Oog/oor : dans/muziek
Dansen met muziek is méér dan dansen op muziek. Al dansend worden ritmes en melodieën geïnterpreteerd, zelfs becommentarieerd. Met zijn lichaamsbewegingen zegt een danser immers iets over de gehoorde muziek. Dansen is, kortom, een hoogst actieve manier van luisteren. Klanken worden in een ander medium vertaald: geluid krijgt body. Op die vertaling zit echter gewoonlijk nogal wat ruis. Want de band tussen bewegingen en ritmes of melodieën is per definitie contingent (niet: ‘arbitrair’!). Mensen dansen op, met, voor, in, tegen, weg van… muziek. Ze kunnen zelfs zonder muziek dansen.
De contingente relatie tussen dans en muziek benadrukt het ‘gewilde’ karakter van dansbewegingen. Een danser maakt bewegingen die anders hadden kunnen uitvallen. Door die niet-noodzakelijkheid vestigen de bewegingen de aandacht op zichzelf. Ze doen dat ook omwille van hun intrinsieke nutteloosheid. Dansen is nergens goed voor, dansbewegingen zijn enkel dansante bewegingen. Paul Valéry heeft gelijk: een beweging verandert in een dansbeweging wanneer ze zichzelf tot doel heeft. Daarom is het loutere rondstappen op een podium een schoolvoorbeeld van hedendaagse dans. Het dient nergens toe, het is beweging-om-de-beweging.

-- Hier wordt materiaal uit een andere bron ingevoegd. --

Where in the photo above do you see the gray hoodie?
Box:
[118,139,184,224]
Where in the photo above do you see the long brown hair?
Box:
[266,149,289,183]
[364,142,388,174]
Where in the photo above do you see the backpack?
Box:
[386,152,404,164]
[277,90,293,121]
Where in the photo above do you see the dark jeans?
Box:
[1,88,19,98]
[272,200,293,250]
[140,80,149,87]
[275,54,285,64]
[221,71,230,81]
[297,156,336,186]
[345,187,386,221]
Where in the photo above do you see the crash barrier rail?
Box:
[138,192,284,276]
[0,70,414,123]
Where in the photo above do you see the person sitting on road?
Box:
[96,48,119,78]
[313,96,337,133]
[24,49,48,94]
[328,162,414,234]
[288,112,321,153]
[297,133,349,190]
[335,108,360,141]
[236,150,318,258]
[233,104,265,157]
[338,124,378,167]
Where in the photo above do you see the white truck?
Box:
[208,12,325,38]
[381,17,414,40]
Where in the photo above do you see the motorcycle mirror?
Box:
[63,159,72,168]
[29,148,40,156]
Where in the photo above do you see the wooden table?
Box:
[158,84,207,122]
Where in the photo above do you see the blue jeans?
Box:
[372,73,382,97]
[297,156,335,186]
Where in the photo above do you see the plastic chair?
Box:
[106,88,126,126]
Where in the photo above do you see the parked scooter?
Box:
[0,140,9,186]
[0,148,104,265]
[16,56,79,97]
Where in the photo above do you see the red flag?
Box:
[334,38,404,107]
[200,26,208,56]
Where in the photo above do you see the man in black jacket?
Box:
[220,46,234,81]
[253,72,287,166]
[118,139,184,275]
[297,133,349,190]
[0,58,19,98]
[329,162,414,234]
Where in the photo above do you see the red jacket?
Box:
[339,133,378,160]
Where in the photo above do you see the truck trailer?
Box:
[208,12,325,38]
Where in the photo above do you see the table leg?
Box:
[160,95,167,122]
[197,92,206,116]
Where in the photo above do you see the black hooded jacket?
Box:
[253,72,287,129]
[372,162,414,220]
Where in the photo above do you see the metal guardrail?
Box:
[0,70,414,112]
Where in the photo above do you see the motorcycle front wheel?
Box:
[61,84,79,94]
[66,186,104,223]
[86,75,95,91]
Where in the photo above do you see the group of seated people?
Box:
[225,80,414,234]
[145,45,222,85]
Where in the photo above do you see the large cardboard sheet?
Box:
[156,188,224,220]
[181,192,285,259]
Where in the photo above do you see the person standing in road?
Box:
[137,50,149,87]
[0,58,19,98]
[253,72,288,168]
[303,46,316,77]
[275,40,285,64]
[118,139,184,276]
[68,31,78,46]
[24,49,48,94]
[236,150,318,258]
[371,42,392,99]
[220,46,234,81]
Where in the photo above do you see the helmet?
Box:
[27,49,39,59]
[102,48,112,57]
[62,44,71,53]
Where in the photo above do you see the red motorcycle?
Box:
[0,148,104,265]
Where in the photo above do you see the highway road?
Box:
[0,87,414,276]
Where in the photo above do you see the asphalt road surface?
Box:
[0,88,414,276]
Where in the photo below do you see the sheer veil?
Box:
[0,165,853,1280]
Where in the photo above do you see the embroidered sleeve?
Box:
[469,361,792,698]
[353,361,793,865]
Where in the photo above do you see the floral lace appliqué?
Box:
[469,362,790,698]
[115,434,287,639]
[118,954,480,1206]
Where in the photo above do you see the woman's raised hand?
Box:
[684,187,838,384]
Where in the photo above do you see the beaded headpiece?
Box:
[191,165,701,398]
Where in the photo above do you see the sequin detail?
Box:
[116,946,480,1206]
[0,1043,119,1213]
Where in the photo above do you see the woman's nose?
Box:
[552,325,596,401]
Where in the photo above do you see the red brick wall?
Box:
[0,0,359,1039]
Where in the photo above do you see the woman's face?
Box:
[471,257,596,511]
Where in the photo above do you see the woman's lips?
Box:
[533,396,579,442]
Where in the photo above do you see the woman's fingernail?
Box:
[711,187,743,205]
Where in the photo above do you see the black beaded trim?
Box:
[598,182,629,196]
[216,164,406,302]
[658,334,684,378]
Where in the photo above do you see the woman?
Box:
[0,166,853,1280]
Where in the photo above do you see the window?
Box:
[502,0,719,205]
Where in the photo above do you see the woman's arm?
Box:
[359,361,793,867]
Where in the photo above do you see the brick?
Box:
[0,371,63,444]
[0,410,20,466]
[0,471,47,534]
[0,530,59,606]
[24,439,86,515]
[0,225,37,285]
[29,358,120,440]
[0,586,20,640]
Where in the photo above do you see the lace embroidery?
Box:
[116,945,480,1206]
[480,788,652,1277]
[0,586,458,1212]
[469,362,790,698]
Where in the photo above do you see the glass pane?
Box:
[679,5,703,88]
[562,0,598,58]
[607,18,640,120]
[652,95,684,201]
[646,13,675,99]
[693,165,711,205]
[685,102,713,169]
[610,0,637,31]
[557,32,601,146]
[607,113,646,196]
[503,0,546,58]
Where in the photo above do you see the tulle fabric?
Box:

In een choreografie of dansvoorstelling verhoogt het gebruik van muziek het artificiële karakter van de bewegingen. Muziek zorgt voor een kader dat het gedanste karakter van de bewegingen benadrukt. Dat kader zorgt gewoonlijk ook voor meer choreografische coherentie. Muziek gaat almaar door en suggereert het bestaan van betekenisvolle verbanden tussen heel uiteenlopende bewegingen en poses. Ritme, klankkleur, melodie,… sturen tevens de interpretatie van de bewegingen. Het omgekeerde is natuurlijk ook waar: de geziene bewegingen beïnvloeden de betekenis van de gehoorde klanken. Het va-et-vient tussen dans en muziek resulteert in het hoofd van de toeschouwer in een overkoepelende interpretatie. Die kan noch uitsluitend aan de dans, noch uitsluitend aan de muziek worden toegeschreven: ze is intermediaal.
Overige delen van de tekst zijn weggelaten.